Top Abstract Introduction Subjects and Methods Results Discussion References

 
A HIGH CONCENTRATION of triglycerides and a low concentration of high-density lipoproteins (HDL) are two phenotypic characteristics of the metabolic syndrome that mark an increased risk toward cardiovascular disease (CVD). Populations with a high tendency to develop the metabolic syndrome have been scrutinized in an attempt to isolate genes that may predispose to its development. The fatty acid-binding protein-2 (FABP2) gene mapped to the long arm of chromosome 4 is one such candidate gene (1). This gene codes for a fatty acid-binding protein expressed in the villus tips of the small intestine and is thought to play a role in cytosolic fatty acid trafficking (reviewed in Ref. 2). A single-nucleotide polymorphism (G to A) at codon 54 results in the substitution of alanine for threonine (3). In vitro, Caco-2 cell line cultures expressing the Thr54/Thr54 genotype have a 2-fold higher affinity for long-chain fatty acids than cell lines expressing the wild-type genotype (4). Ex vivo, tissue from human jejunal explants with the Ala54/Thr54 and Thr54/Thr54 genotypes were associated with increased de novo triglyceride and apolipoprotein B secretion, resulting in increased chylomicron production (5). Caucasian men with diabetes carrying one or two polymorphic alleles were shown to have significantly higher levels of fasting and postprandial triglycerides when compared with wild types (6). An association between the Thr54 FABP2 allele and an abnormal postprandial lipemic response has also been reported in a population of obese Finns without diabetes (7). Viscerally obese Canadian men carrying the Thr54 allele did not exhibit postprandial lipid abnormalities but had triglyceride enrichment of both fasting and postprandial HDL (8). These studies suggest a link between the FABP2 codon 54 variant and the dyslipidemia associated with the metabolic syndrome.

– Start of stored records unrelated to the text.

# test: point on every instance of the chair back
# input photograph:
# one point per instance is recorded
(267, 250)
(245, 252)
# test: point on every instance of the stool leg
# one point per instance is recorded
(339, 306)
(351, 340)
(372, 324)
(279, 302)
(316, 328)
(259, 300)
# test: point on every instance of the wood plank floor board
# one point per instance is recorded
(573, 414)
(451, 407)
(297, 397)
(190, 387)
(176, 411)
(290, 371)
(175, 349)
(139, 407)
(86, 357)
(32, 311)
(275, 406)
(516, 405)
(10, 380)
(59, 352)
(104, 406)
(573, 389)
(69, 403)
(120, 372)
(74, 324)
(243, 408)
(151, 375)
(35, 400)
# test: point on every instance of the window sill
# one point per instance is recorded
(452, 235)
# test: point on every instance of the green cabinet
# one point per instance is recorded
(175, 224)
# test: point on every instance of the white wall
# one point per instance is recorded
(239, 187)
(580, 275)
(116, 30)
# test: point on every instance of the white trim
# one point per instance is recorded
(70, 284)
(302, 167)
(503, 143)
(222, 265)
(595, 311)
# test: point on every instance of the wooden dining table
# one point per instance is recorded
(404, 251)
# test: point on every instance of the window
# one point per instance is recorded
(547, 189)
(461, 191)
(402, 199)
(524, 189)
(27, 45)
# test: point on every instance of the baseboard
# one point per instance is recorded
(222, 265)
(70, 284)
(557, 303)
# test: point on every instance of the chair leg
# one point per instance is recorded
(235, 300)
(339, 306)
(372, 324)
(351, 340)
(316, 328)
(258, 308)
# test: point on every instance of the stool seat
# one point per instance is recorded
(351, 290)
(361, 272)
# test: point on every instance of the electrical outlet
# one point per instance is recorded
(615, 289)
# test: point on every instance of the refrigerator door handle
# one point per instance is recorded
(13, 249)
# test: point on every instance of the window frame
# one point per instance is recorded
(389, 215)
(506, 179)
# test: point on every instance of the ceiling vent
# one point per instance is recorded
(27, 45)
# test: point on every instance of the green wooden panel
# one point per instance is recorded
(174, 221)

Apolipoprotein C-III (apoC-III protein, APOC3 gene), a 79-amino-acid glycoprotein produced mostly in the liver, is believed to play an important role in the metabolism of circulating triglyceride-rich lipoprotein (TRL) through inhibition of lipoprotein lipase and interference with apoE-mediated TRL uptake by hepatic receptors. Animals transfected with the APOC3 gene overexpress apoC-III and develop marked hypertriglyceridemia (9). In humans with some forms of familial hypertriglyceridemia, elevation in serum levels of triglycerides was correlated with high plasma concentration of apoC-III (10). TRL and TRL-remnant-associated apoC-III accounted for the observed increase in plasma apoC-III concentration (10). The gene coding for apoC-III is found on the long arm of chromosome 11. Two polymorphic nucleotides located at positions –455 (T to C) and –482 (C to T) in the 5' APOC3 gene promoter region have been associated with elevated levels of serum triglyceride in a population of native Canadians and French women (11, 12). In an Italian population with and without features of the metabolic syndrome, carriers of the APOC3 T–455C variant were shown to have increased prevalence of coronary artery disease, increased serum apoC-III concentration, and increased serum triglycerides (13, 14). An insulin-responsive element (–490 to –449) has been identified in the promoter region of the APOC3 gene containing these two polymorphic alleles (15). Insulin is believed to exert its action by down-regulating gene expression. Mutations within the insulin-responsive element result in loss of this function (15, 16).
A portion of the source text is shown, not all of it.